L'inflation pourrait atteindre 10% d'ici à fin 2022

En Allemagne, ce plan massif constitue le troisième train de mesures destiné à compenser les hausses drastiques des prix, notamment dans le secteur de l'énergie, consécutives à la guerre en Ukraine. Olaf Scholz avait réuni samedi, jusque tard dans la soirée, les principales figures du gouvernement pour finaliser ce plan.

Et pour cause, déjà poussée par la flambée des prix de l'énergie dans le sillage de la guerre en Ukraine, l'inflation est repartie à la hausse en Allemagne en août, à 7,9% sur un an, après deux mois de ralentissement. Selon des chiffres provisoires publiés le 27 août par l'institut de statistiques Destatis, l'indice des prix a gagné 0,4 point en glissement annuel par rapport à juillet, et revient donc à son niveau de mai.

Surtout, en octobre, une taxe sur le gaz destinée à éviter la faillite des groupes énergétiques allemands entrera en vigueur. Et celle-ci entraînera une nouvelle hausse de plusieurs centaines d'euros de la facture énergétique des ménages. Dans ces conditions, le patron de la Banque centrale allemande, la Bundesbank, a jugé probable que l'inflation atteigne 10% d'ici la fin de l'année, une première depuis les années 1950.
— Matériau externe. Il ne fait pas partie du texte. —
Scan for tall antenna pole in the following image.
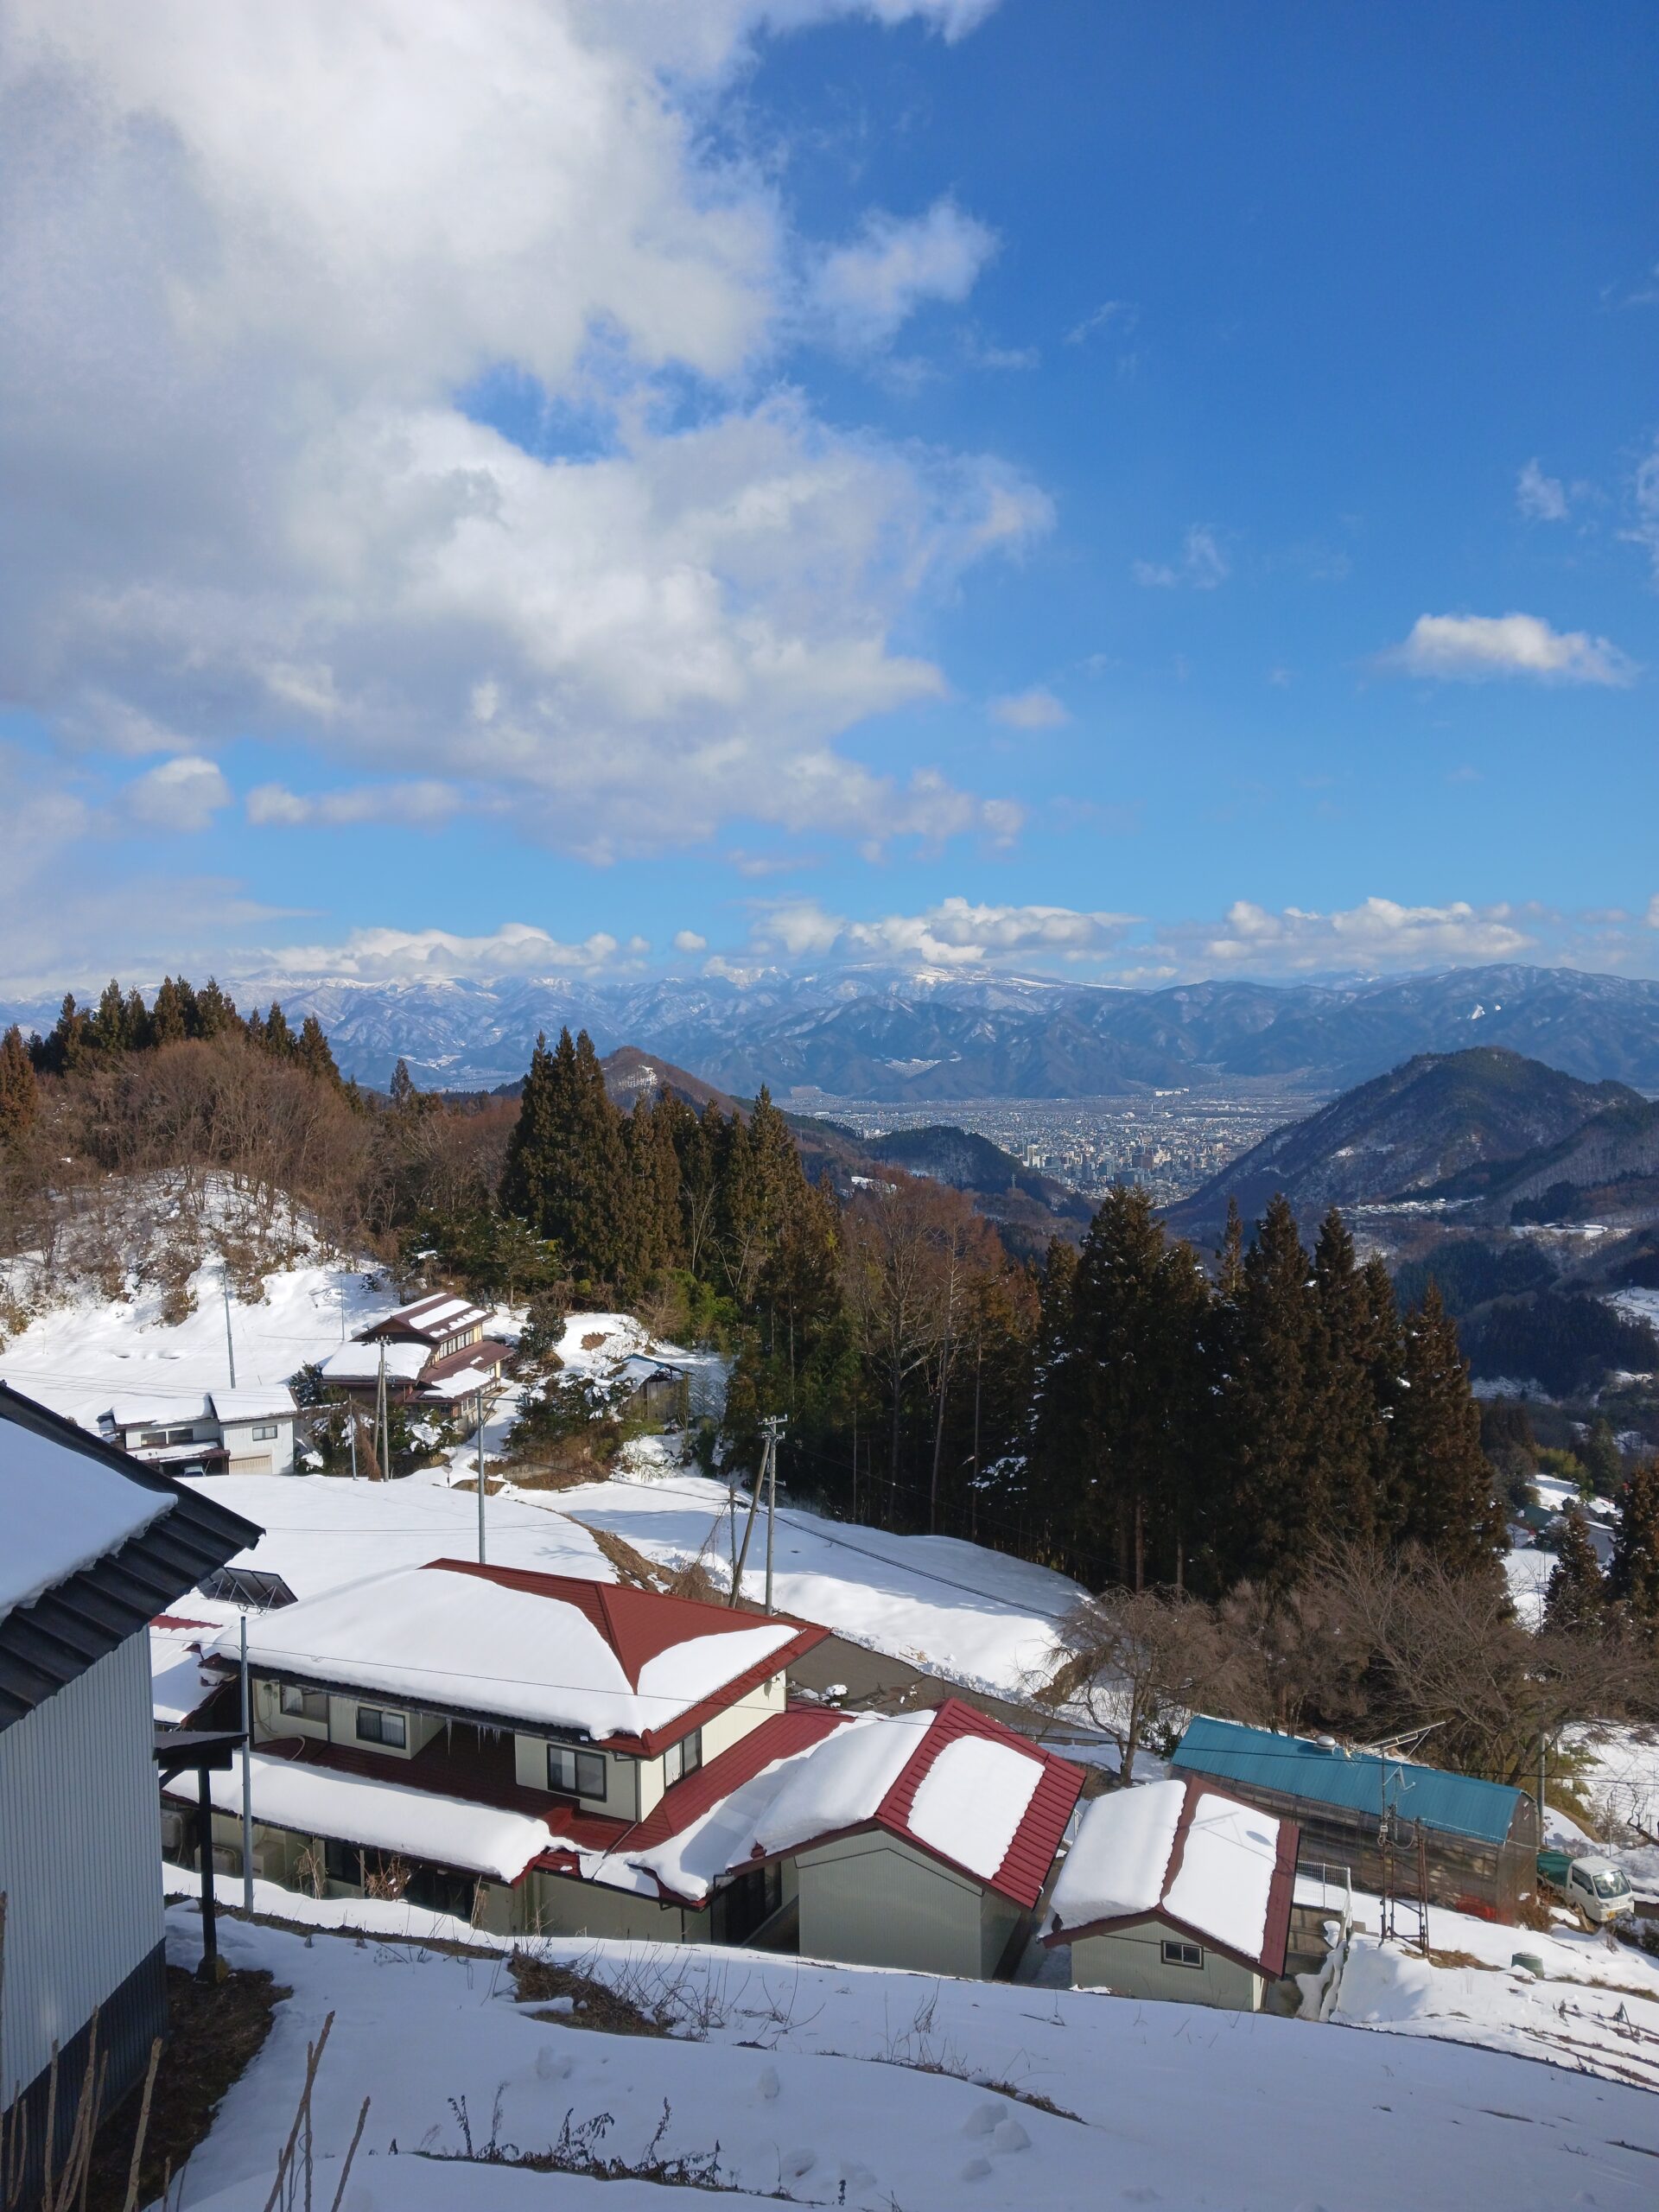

Plusieurs aides arrivent à échéance

Cette augmentation met fin à deux mois de baisse, permise par des mesures temporaires gouvernementales pour alléger la facture énergétique des ménages. Depuis le début de l'invasion russe de l'Ukraine, fin février, le gouvernement a en effet déjà débloqué deux trains d'aides totalisant quelque 30 milliards d'euros. L'exécutif a notamment instauré en juin une réduction de taxe exceptionnelle sur le carburant, ainsi qu'un ticket à 9 euros par mois valable dans tous les transports publics, hors lignes à grande vitesse. Mais la plupart de ces mesures prendront fin en septembre, laissant craindre un emballement des prix d'ici aux prochains mois.

Comme dans d'autres pays européens, la situation nourrit l'inquiétude de la population et alimente les appels à manifester, essentiellement à l'initiative de l'extrême droite ou de l'extrême gauche.